Pages

Tuesday, October 4, 2011

Wedding of the century: Occupy Wall Street and tea party

By David Hanson

I want you to help me plan a wedding. It's my first try. See, I have these friends, Occupy Wall Street and the tea party. I'm convinced they would make a fantastic couple – they just don't know it yet. In fact, when they get together, they often fight. But their impulses are good. If we can harness their passions in a constructive union, we will all benefit. Before this can happen, a few issues need to be worked out.

Sometimes both Occupy Wall Street and the tea party disappoint me. It's great that they both speak their mind. In fact, it is an infinitely better habit than zoning out to the dull drone of TV every night. Yet in their indignation, some extreme elements in both movements misdirect anger toward fellow citizens deemed different. Animosity toward people of other political parties, income levels, races, or religions is a foolish distraction. We should encourage both movements to actively discredit such notions.

Most people who consume mainstream news coverage will no doubt feel a strange sensation to scapegoat either Occupy Wall Street or the tea party as extremists. Pick your channel, pick your enemy. What you won't find in nightly news is a narrative that simultaneously praises both. Bring two budding but polarized anti-establishment movements together? Why, that's just unacceptable!

Here are a few shared characteristics of Occupy Street and the tea party we should applaud:
  • they know something is deeply, intrinsically wrong with the current economic system;
  • they are willing to publicly organize and speak out against economic injustice;
  • they distrust the mainstream media;
  • they oppose corporate bailouts, which dump debt on the middle class;
  • they blame lobbyists and secret backroom deal-making in Washington for rampant corruption.
See? These guys were meant for each other. There's just one problem: Both movements keep running back to abusive old lovers. Each election cycle, the Republican-Democratic establishment brilliantly redirects opposition to the status quo into a petty partisan fight over marginal issues. That's why nothing ever changes.

The tea party rallies in defense of free markets over bailouts. They call for dramatic spending cuts to rein in Washington's growing dollar bubble – a crisis that will result in massive impoverishment.

"Follow the Constitution!" emote crowds. Yet there is a very real chance that many of these same voices will elect a Republican who swaggers on past any serious plan to downsize debt or obey the rule of law. Most of the leading Republican candidates are funded by the very corporate interests that directly benefit from maintaining the current system.

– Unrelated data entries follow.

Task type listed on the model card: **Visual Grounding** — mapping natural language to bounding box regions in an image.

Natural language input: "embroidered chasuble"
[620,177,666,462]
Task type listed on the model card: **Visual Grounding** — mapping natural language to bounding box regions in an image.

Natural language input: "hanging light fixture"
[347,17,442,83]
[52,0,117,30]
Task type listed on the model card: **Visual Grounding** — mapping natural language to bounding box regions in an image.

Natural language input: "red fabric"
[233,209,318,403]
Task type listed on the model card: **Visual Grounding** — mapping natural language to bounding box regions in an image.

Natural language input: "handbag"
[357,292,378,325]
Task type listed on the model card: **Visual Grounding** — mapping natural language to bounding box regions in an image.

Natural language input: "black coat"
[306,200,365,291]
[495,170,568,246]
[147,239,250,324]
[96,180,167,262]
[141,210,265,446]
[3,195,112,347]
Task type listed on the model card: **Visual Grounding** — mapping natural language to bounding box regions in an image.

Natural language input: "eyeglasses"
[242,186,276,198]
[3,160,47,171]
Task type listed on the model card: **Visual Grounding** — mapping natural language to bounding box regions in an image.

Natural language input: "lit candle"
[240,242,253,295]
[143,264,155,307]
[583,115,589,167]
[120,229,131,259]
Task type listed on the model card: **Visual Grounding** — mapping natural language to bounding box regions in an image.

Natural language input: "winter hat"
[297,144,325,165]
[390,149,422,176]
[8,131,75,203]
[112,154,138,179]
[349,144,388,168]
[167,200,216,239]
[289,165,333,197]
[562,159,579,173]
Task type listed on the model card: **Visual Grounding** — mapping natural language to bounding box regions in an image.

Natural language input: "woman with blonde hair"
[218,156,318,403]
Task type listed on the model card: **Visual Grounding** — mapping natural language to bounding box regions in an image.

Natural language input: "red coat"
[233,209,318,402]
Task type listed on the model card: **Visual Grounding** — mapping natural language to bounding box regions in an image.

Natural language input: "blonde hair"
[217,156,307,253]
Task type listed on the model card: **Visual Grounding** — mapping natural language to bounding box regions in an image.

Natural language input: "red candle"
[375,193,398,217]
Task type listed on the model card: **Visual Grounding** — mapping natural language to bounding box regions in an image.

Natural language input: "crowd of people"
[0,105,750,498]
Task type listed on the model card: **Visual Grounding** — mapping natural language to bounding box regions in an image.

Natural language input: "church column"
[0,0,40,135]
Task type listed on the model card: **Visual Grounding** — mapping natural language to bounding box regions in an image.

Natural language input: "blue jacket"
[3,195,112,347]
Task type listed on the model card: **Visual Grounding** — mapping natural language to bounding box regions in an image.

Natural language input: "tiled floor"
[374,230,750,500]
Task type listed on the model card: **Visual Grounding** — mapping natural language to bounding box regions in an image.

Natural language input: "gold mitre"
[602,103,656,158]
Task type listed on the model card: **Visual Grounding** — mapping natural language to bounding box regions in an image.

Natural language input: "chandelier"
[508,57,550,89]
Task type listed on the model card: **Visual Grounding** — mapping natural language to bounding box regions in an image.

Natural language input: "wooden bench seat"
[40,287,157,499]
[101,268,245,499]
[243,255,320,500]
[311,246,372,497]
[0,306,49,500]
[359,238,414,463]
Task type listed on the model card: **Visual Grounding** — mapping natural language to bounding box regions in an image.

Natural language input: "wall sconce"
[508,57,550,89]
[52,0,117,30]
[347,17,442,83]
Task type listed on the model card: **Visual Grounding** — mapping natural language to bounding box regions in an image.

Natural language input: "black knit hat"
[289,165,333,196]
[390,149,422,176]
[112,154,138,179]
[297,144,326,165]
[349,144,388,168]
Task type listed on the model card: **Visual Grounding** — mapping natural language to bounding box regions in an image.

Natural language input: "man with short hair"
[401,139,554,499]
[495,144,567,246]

Occupy Wall Street signs often share my concern for corporate control of politics. Their charge is correct; Wall Street is pick-pocketing the poor and middle class. Thanks to government bailouts, loans and regulations, the financial giants' mistakes were spread throughout the entire economy. Yet many of these protesters call for more government control over markets. Some even think the current administration – staffed by friends of GE, Goldman Sachs and AIG – is itching to challenge corporate political influence.

Both movements need to understand the definition of government. President Obama nailed it when describing efforts to privatize Iraq efforts: "What essentially sets a nation-state apart [is] a monopoly on violence." The president's description echoes a figure closer to tea-party hearts, George Washington: "Government is not reason, it is not eloquence, it is force; like fire, a troublesome servant and a fearful master." Government is the fire Wall Street used to set our house ablaze.

Yes, corporations can be greedy. But they cannot force their will absent of government. Force is the exclusive service of government. Oil companies are imbibed with political power because subsidies and regulations eliminate competition. Mortgage banks entice poor people into risky loans because they will always be bailed out. The economy faces continual booms and busts because money, one half of every transaction, is centrally priced by a quasi-government agency called the Federal Reserve System.

The irony of a marriage between Occupy Wall Street and the tea party is that, in order for it to succeed, it must stand for a great divorce. It must end the marriage of government and corporations. Washington must be divorced from Wall Street. In the absence of force, corporations cannot exploit.

Occupy Wall Street and the tea party have our attention. Together, they could become an unstoppable force for positive change. But first, they must recognize the true source of our economic problems: government. Old flames die hard.